FIG. 14 is a longitudinal sectional view showing a third embodiment of a gravity type anti-earth pressure structure of the present invention applied to a land retaining structure.

FIG. 15 is a longitudinal sectional view showing an embodiment in which the gravity type anti-earth pressure structure of the present invention is applied to a gravity type dam.

FIG. 16 is a longitudinal sectional view showing the shape and dimensions of the gravity-type anti-earth pressure structure used in Examples 1 to 6 and Comparative Example 1.

17 is a cross-sectional view showing the shape and dimensions of the gravity type anti-earth pressure structure shown in FIG.

FIG. 18 is a plan view showing a state cut along line XVIII-XVIII in FIG. 16;

FIG. 19 is a graph showing a relationship between a design seismic intensity Kh and a safety factor F.

FIG. 20 is a cross-sectional view showing a wall of an L-shaped block used on a conventional gravity type mooring berth.

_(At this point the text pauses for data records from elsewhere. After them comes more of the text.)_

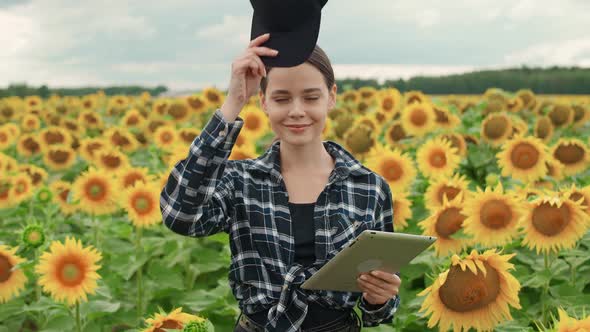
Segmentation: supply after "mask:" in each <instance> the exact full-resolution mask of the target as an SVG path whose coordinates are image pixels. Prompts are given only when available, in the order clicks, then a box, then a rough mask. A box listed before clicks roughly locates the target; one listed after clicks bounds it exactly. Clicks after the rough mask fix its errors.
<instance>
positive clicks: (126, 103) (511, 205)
mask: <svg viewBox="0 0 590 332" xmlns="http://www.w3.org/2000/svg"><path fill="white" fill-rule="evenodd" d="M224 98H225V96H224V94H223V92H221V91H219V90H218V89H216V88H213V87H211V88H207V89H204V90H203V91H200V92H198V93H195V94H193V95H190V96H185V97H169V98H164V97H153V96H151V95H149V94H148V93H144V94H142V95H140V96H126V95H116V96H106V95H105V94H104V93H101V92H99V93H96V94H92V95H86V96H83V97H60V96H55V95H54V96H51V97H50V98H47V99H42V98H39V97H38V96H30V97H26V98H18V97H9V98H4V99H0V225H1V227H0V332H4V331H6V332H8V331H10V332H13V331H55V332H58V331H59V332H63V331H170V330H179V331H232V330H233V325H234V322H235V321H236V319H237V317H238V314H239V308H238V306H237V302H236V300H235V299H234V297H233V294H232V292H231V289H230V288H229V285H228V280H227V275H228V272H229V266H230V258H231V256H230V249H229V244H228V236H227V234H225V233H220V234H216V235H213V236H209V237H205V238H189V237H181V236H179V235H177V234H174V233H173V232H171V231H170V230H168V229H167V228H166V227H165V226H163V224H162V219H161V214H160V208H159V196H160V192H161V189H162V188H163V186H164V184H165V183H166V181H167V178H168V175H169V172H170V170H171V169H172V168H173V167H174V165H175V164H176V163H177V162H178V161H179V160H182V159H184V158H185V157H186V156H187V154H188V149H189V146H190V144H191V143H192V141H193V140H194V139H195V137H197V136H198V135H199V134H200V132H201V129H202V128H203V127H204V125H205V124H206V122H207V121H208V120H209V119H210V117H211V116H212V114H213V112H214V110H215V109H216V108H218V107H220V105H221V104H222V103H223V101H224ZM258 105H259V104H258V100H257V98H255V97H253V98H252V99H251V100H250V102H249V103H248V105H247V106H246V107H245V108H244V110H243V111H242V113H241V114H240V117H242V118H243V119H244V121H245V125H244V127H243V128H242V130H241V132H240V135H239V137H238V140H237V142H236V144H235V146H234V148H233V150H232V154H231V156H230V159H246V158H256V157H257V156H259V155H260V154H262V153H263V152H264V151H265V150H266V148H267V147H268V146H269V144H270V143H271V141H272V138H273V136H274V134H273V132H272V130H271V128H270V125H269V123H268V120H267V118H266V115H265V114H264V113H263V112H262V111H261V110H260V108H259V107H258ZM323 135H324V139H326V140H333V141H335V142H337V143H339V144H341V145H342V146H344V147H345V148H346V149H347V150H348V151H350V152H351V153H353V154H354V155H355V157H356V158H357V159H358V160H360V161H361V162H363V164H365V165H366V166H367V167H368V168H370V169H371V170H373V171H375V172H377V173H379V174H380V175H382V176H383V177H384V178H385V179H386V180H387V181H388V182H389V184H390V187H391V189H392V191H393V201H394V224H395V229H396V231H399V232H404V233H412V234H425V235H432V236H436V237H437V238H438V240H437V241H436V243H435V244H434V245H433V246H432V247H431V248H430V249H428V250H427V251H425V252H423V253H422V254H420V255H419V256H418V257H416V258H415V259H414V260H413V261H412V263H411V264H410V265H408V266H406V267H405V268H404V269H403V270H402V271H400V272H401V278H402V280H403V282H402V287H401V290H400V297H401V307H400V309H399V310H398V311H397V313H396V316H395V318H394V322H393V324H392V325H390V326H389V325H383V324H382V325H380V326H378V327H375V328H372V329H373V330H374V331H376V332H377V331H448V330H454V331H462V330H463V331H469V330H472V331H583V330H584V328H585V329H586V330H585V331H590V255H589V249H590V232H589V231H588V230H589V228H590V96H574V95H571V96H569V95H567V96H566V95H535V93H533V91H531V90H528V89H522V90H519V91H502V90H499V89H495V88H490V89H488V90H487V91H486V92H485V93H484V94H482V95H461V96H460V95H445V96H434V95H432V96H429V95H426V94H424V93H422V92H420V91H409V92H405V93H400V92H399V91H398V90H396V89H394V88H387V89H375V88H371V87H363V88H360V89H358V90H347V91H344V92H343V93H341V94H339V95H338V103H337V106H336V108H335V109H333V110H331V111H330V112H329V116H328V119H327V121H326V126H325V128H324V132H323ZM357 310H358V309H357Z"/></svg>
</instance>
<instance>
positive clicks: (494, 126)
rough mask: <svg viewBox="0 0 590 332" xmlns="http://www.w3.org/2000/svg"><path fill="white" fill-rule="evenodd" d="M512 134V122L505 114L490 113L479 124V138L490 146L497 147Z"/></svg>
mask: <svg viewBox="0 0 590 332" xmlns="http://www.w3.org/2000/svg"><path fill="white" fill-rule="evenodd" d="M511 134H512V120H511V119H510V117H508V115H506V114H505V113H491V114H489V115H488V116H486V118H485V119H484V120H483V122H482V123H481V137H482V139H483V140H484V141H486V142H488V143H490V145H492V146H499V145H501V144H502V143H504V142H505V141H507V140H508V137H509V136H510V135H511Z"/></svg>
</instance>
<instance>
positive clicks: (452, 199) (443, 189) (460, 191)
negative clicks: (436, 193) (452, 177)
mask: <svg viewBox="0 0 590 332" xmlns="http://www.w3.org/2000/svg"><path fill="white" fill-rule="evenodd" d="M460 192H461V189H459V188H457V187H451V186H446V185H445V186H443V187H442V188H440V190H439V191H438V202H439V203H440V204H443V196H447V200H449V201H452V200H453V199H454V198H455V197H456V196H457V195H459V193H460Z"/></svg>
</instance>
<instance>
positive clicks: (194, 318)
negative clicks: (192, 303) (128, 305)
mask: <svg viewBox="0 0 590 332" xmlns="http://www.w3.org/2000/svg"><path fill="white" fill-rule="evenodd" d="M194 321H195V322H203V321H205V319H204V318H203V317H200V316H195V315H191V314H187V313H184V312H182V307H180V308H176V309H174V310H172V311H171V312H170V313H168V314H166V313H156V314H155V315H154V317H153V318H148V319H146V320H145V322H146V323H147V324H148V325H149V326H148V327H147V328H146V329H145V330H143V331H142V332H164V331H167V330H168V329H174V330H180V329H183V328H184V326H185V325H187V324H188V323H190V322H194Z"/></svg>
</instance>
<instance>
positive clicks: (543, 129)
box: [537, 118, 551, 139]
mask: <svg viewBox="0 0 590 332" xmlns="http://www.w3.org/2000/svg"><path fill="white" fill-rule="evenodd" d="M550 133H551V121H549V119H547V118H541V120H539V122H537V137H539V138H541V139H543V138H546V137H547V136H549V134H550Z"/></svg>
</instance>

FIG. 21 is a sectional view showing a caisson wall used for a conventional gravity mooring berth.

[Explanation of symbols]

 DESCRIPTION OF SYMBOLS 1 Gravity type anti-earth pressure structure 2 Wall 2a Foundation 2b Anti-pressure part 3 Mass 4 Seismic isolation / vibration control means (laminated rubber)

Claims (3)

[Claims] 1. A wall having a resisting portion receiving a horizontal force such as an earth pressure and a base portion receiving a weight, and being arranged on the base portion of the wall and being stable as a gravity type anti-earth pressure structure. And a mass body that bears the weight necessary to perform the operation. The mass body is disposed between the wall body and the mass body, and the mass body is supported on the wall body so as to be vibrated while the weight of the mass body is applied to the wall body. A gravity type anti-earth pressure structure comprising: a seismic isolation / damping means. 2. The gravity type anti-earth pressure structure according to claim 1, wherein said seismic isolation / vibration control means is disposed on a foundation of said wall. 3. The gravity type soil according to claim 1, wherein the wall body is a caisson, and the mass body and the seismic isolation / vibration suppression means are provided inside the caisson. Pressure structures.